Le bonheur des uns fait souvent le malheur des autres. Cette phrase, hélas, vaut aujourd’hui pour les Arméniens, confrontés depuis plusieurs jours à une nouvelle reprise des bombardements de l’Azerbaïdjan dans la région disputée du Nagorno-Karabakh (ou Haut-Karabakh). L’Arménie, protégée par la Russie, avait déjà dû abandonner en 2020 une partie de ce territoire conquis par ses troupes au début des années 1990, lors de la désintégration de l’ex-URSS, alors qu’il appartenait officiellement à l’Azerbaïdjan voisin.

Il y a deux ans, le rapport de force s’était en effet inversé. Soutenu militairement par la Turquie qui avait équipé son armée de drones, l’Azerbaïdjan avait repris le dessus, jusqu’à la signature d’un cessez-le-feu en novembre 2020, garanti ensuite par le déploiement d’environ 2000 Casques bleus russes. Des pourparlers de paix avaient ensuite eu lieu à Bruxelles, sous l'égide de l'Union européenne. La dernière session s'étaient achevée sans résultat fin août.

L’Arménie, enclavée et désavantagée

Le problème, pour l’Arménie enclavée, est que depuis deux ans, le rapport de forces s’est encore plus dégradé en faveur de son adversaire, devenu l’un des fournisseurs de gaz les plus courtisés par l’Union européenne. Le fait que les canons azerbaïdjanais aient repris leur pilonnage n’est donc pas surprenant.
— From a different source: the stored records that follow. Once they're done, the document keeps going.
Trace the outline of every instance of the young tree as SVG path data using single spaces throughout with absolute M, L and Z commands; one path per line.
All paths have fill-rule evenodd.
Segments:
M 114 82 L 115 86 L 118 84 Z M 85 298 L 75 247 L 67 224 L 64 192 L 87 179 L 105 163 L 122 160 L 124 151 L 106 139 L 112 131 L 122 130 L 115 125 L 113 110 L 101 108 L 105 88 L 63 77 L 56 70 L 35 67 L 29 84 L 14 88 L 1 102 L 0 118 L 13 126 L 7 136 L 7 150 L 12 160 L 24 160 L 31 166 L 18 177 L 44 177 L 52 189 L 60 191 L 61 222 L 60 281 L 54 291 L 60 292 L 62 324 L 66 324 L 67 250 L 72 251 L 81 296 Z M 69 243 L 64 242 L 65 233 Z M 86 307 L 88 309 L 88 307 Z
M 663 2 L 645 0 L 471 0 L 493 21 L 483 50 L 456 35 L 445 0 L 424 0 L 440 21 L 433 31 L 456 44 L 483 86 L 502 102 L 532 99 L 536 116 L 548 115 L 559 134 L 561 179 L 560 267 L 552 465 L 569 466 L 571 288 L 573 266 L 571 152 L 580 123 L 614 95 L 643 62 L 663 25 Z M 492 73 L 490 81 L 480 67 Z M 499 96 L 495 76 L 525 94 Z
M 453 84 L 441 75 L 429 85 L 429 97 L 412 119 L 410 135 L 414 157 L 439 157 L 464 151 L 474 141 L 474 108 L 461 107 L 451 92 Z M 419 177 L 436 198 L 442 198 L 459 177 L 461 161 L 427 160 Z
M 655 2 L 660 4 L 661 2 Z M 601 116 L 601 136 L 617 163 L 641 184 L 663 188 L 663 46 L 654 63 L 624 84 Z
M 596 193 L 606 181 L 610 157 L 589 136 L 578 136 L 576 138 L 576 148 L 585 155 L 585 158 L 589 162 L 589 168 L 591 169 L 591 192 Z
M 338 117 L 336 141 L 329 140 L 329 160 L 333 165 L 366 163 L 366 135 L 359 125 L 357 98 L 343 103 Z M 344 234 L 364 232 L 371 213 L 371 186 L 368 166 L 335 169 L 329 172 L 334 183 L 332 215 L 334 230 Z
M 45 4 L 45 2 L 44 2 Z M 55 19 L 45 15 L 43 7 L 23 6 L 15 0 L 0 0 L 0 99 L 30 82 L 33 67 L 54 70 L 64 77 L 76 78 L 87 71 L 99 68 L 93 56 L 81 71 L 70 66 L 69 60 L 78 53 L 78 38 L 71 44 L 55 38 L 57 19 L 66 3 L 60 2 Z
Les bombardements azerbaïdjanais, qui ont repris dans la région du Haut Karabakh depuis le dimanche 11 septembre, ne sont pas surprenants. Soutenus par la Turquie, l'Azerbaïdjan sait pouvoir profiter de la passivité de l'Union européenne, qui dépend de son gaz.
Photo: DUKAS

Fort de ses gisements de gaz et de pétrole de la mer Caspienne, exploités entre autres par le géant Socar, qui possède un très profitable réseau de stations-service en Suisse, l’Azerbaïdjan a aujourd’hui un triple avantage: la Turquie le soutient sans faille, la Russie est en difficulté pour faire appliquer le cessez-le-feu après son agression contre l’Ukraine, et l’Union européenne a un besoin crucial de ses hydrocarbures, acheminés par un gazoduc relié à l’Italie via l’Adriatique.

Un renversement total

Le renversement est total. Hier, l’Arménie pouvait compter sur le soutien de son influente diaspora, longtemps représentée à Genève par son plus célèbre ambassadeur, le chanteur franco arménien Charles Aznavour, décédé le 1er octobre 2018. Les Arméniens disposaient en plus d’une arme morale massive: la mémoire du génocide perpétré contre eux par les Turcs en 1915, qui fit entre 1,2 et 1,5 million de morts.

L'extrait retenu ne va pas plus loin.